There are several reasons why John Wyndham’s novel of the same name didn’t survive the voyage from the written page to the big screen. One, it overloads its plot. Whereas an apocalypse offset by global blindness would sustain a storyline (and did for Nobel Prize-winning author Jose Saramago in his masterpiece, Blindness), the addition of man-eating plants detracts from the tension of the recent epidemic. It is obvious that Wyndham began with the idea of creating a monster out of the least likeliest threats imaginable, plants, and then devised a method by which the antagonist would be plausibly menacing atop of not easily dispatched, hence the visual impairment of his characters. Yet I would complain that even the novel, which I have admittedly not read, misses the point because, theoretically, such a story is best suited as a radio play (it was produced as such by the BBC in 1957). Regardless, the director’s major faux pas was attempting to film an apocalypse on a limited budget. Even Byron Haskin’s pedantic The War of the Worlds presents the theme of extraterrestrial invasion more intriguingly and consistently than Sekely’s work.

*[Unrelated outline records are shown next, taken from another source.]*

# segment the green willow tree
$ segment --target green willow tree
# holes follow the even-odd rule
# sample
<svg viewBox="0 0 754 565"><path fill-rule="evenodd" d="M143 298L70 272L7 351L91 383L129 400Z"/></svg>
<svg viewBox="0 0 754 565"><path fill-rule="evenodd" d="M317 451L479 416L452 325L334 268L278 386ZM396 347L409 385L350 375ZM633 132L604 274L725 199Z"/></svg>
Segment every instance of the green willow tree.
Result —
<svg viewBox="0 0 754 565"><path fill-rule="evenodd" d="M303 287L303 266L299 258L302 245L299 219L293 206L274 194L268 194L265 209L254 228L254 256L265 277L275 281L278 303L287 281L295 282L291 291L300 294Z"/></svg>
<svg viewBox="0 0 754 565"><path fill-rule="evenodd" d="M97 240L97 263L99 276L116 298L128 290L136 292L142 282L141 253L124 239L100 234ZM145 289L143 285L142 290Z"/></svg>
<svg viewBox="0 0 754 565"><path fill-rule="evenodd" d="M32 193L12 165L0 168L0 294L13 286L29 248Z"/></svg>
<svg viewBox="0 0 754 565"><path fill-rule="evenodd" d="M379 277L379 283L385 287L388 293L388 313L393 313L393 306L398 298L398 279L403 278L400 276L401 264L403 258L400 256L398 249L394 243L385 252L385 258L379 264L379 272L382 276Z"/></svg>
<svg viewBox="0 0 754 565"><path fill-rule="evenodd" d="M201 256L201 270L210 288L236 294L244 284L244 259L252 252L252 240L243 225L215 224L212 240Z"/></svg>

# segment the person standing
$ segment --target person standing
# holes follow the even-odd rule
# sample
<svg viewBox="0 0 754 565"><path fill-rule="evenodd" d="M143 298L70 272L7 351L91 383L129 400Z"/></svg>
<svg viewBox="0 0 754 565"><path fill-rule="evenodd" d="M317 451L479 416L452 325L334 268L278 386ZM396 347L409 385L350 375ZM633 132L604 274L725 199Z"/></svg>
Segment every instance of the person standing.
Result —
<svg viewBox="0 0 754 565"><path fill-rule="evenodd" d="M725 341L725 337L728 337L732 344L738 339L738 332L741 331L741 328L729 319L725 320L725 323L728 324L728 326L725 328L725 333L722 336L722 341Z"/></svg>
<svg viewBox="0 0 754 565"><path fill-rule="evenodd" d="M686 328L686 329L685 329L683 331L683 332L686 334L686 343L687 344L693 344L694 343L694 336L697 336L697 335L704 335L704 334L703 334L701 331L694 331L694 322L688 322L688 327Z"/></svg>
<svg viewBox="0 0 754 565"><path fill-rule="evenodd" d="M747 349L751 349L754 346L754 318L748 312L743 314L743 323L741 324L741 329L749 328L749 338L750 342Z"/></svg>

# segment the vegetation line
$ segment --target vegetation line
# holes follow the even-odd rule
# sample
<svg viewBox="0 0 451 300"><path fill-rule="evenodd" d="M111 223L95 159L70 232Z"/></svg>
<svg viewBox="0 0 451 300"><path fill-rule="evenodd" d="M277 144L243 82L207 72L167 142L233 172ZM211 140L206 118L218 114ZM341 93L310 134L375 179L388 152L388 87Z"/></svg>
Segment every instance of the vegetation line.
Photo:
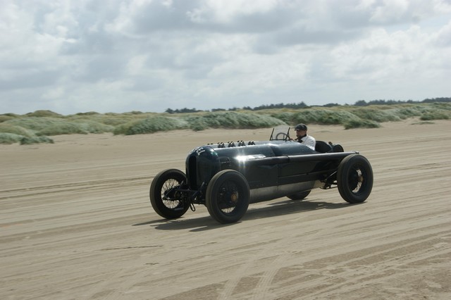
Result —
<svg viewBox="0 0 451 300"><path fill-rule="evenodd" d="M0 144L53 143L49 137L58 135L113 132L128 135L179 129L200 131L208 128L264 128L300 123L340 125L345 129L376 128L381 123L408 118L418 118L424 123L451 118L450 98L432 100L414 103L359 101L353 106L307 106L299 104L299 107L293 104L280 104L252 109L185 109L161 113L88 112L62 115L50 111L37 111L25 115L5 113L0 115Z"/></svg>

Honestly, there isn’t much else to say about the work outside of the aforementioned drawing board mishaps. The misfiring of duel plot lines, consisting of two collectives attempting to fend off the triffids, is only part and parcel given the circumstances surrounding the production atop the poorly executed villains as they are literally carted along throughout the film. To put it simply, the financing the filmmakers were working with culminated in an antagonist which makes Roger Corman’s Audrey, from The Little Shop of Horrors, look excessively detailed and authentic.

Of greater interest is the fact that Wyndham’s novel was adapted to the screen by Bernard Gordon, a blacklisted writer who was responsible for Fred Sears’s Earth vs. the Flying Saucers six years prior. Gordon would go on to produce Eugenio Martin’s Horror Express, starring Christopher Lee and Peter Cushing. Also of note, Freddie Francis goes uncredited as co-director. Francis, when behind the camera, was a bull in a china closet, but as cinematographer produced such works as David Lynch’s The Elephant Man and Straight Story, Edward Zwick’s Glory, Jack Clayton’s The Innocents, and Martin Scorsese’s Cape Fear.

Trivia tidbit: Sekely’s work is not wholly without socially redeemable value. The design of his triffids influenced Steven Spielberg’s “E.T. plants” in the director’s famed 1982 classic.